Nova Rota da Seda da China foca em renováveis
Da Redação, em Brasília (com apoio do Instituto Clima Info) —
O3º Fórum da Nova Rota da Seda –ou Cinturão e Rota para Cooperação Internacional da China, BRI, como é conhecido mundialmente, realizado em Pequim, em 17 e 18 de outubro, foi encerrado com apelos por um “desenvolvimento verde” global. De fato, o primeiro semestre de 2023 foi o mais verde em qualquer período de seis meses desde o início da BRI em 2013, segundo dados do Green Finance & Development Center. Nos primeiros seis meses deste ano, cerca de 41% do engajamento energético da China em projetos internacionais foi em solar e eólica e cerca de 14% em energia hidrelétrica.
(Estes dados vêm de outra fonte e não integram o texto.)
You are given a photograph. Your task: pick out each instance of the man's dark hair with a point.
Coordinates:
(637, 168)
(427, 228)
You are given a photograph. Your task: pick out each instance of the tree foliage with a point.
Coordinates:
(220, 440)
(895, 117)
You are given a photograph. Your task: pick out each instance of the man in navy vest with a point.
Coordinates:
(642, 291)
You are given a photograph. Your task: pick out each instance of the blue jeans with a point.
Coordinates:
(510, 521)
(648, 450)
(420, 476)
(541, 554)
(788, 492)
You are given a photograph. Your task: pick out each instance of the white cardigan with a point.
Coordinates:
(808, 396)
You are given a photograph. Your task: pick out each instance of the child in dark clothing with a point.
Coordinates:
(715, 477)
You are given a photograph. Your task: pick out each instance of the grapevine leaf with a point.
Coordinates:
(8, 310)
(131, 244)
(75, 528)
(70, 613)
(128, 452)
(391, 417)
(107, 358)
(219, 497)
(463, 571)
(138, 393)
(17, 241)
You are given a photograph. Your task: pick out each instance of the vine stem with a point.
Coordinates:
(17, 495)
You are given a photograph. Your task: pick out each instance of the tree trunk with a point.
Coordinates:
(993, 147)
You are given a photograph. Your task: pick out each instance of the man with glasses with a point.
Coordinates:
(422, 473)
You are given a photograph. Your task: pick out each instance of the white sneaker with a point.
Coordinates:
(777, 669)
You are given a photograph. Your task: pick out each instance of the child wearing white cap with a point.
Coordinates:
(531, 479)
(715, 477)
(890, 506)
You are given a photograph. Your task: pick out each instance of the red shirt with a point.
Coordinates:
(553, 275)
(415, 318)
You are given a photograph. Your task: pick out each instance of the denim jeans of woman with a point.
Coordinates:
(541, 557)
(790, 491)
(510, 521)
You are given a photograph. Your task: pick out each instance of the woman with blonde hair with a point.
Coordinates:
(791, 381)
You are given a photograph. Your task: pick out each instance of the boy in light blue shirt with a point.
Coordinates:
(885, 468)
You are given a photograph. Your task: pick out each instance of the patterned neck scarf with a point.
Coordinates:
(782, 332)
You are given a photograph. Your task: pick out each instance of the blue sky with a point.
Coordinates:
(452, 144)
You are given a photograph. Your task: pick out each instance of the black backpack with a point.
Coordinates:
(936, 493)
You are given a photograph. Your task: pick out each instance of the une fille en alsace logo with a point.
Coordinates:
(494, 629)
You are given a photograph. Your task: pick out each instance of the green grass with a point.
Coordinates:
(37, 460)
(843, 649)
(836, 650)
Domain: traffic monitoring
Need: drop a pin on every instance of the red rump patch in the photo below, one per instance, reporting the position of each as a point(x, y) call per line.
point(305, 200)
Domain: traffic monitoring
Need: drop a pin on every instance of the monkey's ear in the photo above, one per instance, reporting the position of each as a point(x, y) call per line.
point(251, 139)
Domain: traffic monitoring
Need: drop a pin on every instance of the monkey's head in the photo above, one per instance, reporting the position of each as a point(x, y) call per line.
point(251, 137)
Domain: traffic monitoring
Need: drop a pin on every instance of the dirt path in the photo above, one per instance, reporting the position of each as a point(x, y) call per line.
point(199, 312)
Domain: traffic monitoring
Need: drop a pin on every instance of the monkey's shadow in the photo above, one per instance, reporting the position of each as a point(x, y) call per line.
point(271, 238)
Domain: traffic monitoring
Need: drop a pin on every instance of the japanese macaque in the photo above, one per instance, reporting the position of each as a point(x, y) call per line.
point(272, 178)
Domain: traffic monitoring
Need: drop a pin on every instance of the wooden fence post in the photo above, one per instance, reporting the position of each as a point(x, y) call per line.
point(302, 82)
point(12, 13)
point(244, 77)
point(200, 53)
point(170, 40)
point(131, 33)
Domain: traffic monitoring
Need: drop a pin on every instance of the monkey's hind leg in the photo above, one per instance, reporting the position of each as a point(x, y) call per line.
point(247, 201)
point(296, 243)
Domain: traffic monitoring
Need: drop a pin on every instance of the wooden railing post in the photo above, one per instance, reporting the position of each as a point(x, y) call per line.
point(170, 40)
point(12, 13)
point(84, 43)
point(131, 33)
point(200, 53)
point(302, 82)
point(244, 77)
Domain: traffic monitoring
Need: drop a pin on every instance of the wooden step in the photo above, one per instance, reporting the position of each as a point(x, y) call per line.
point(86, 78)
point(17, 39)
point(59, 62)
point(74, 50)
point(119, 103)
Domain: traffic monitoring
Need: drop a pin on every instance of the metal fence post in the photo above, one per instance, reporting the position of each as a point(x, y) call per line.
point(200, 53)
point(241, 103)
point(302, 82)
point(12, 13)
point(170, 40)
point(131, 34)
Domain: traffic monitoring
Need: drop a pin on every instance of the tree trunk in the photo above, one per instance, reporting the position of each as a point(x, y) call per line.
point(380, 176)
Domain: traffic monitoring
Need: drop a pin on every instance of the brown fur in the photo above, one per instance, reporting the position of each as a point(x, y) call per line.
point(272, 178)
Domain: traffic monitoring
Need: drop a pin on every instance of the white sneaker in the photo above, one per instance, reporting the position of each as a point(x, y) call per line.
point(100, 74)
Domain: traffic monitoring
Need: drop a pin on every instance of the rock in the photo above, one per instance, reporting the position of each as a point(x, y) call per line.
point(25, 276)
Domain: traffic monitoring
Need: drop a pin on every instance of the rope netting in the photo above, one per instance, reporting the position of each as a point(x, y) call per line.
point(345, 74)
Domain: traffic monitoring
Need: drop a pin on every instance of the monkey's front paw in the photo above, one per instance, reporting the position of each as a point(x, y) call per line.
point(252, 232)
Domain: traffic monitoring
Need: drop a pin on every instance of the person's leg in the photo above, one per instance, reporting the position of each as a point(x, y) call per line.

Em dez anos, a Nova Rota da Seda da China investiu mais de US$ 1 trilhão em múltiplos projetos de infraestrutura no exterior, mas uma boa parte deste montante foi para energia suja e grandes obras com impactos para o ambiente. Diretrizes verdes para novas alocações de recursos têm o potencial de isolar ainda mais o protagonismo da China na transição energética global na qual o país asiático já é o principal ator.
“Com as contribuições da Iniciativa Belt and Road, podemos transformar a emergência de infraestrutura em uma oportunidade de infraestrutura, impulsionar a implementação dos Objetivos de Desenvolvimento Sustentável e proporcionar esperança e progresso para bilhões de pessoas e para o planeta que compartilhamos”, afirmou o secretário-geral da ONU, António Guterres, durante o evento em Pequim.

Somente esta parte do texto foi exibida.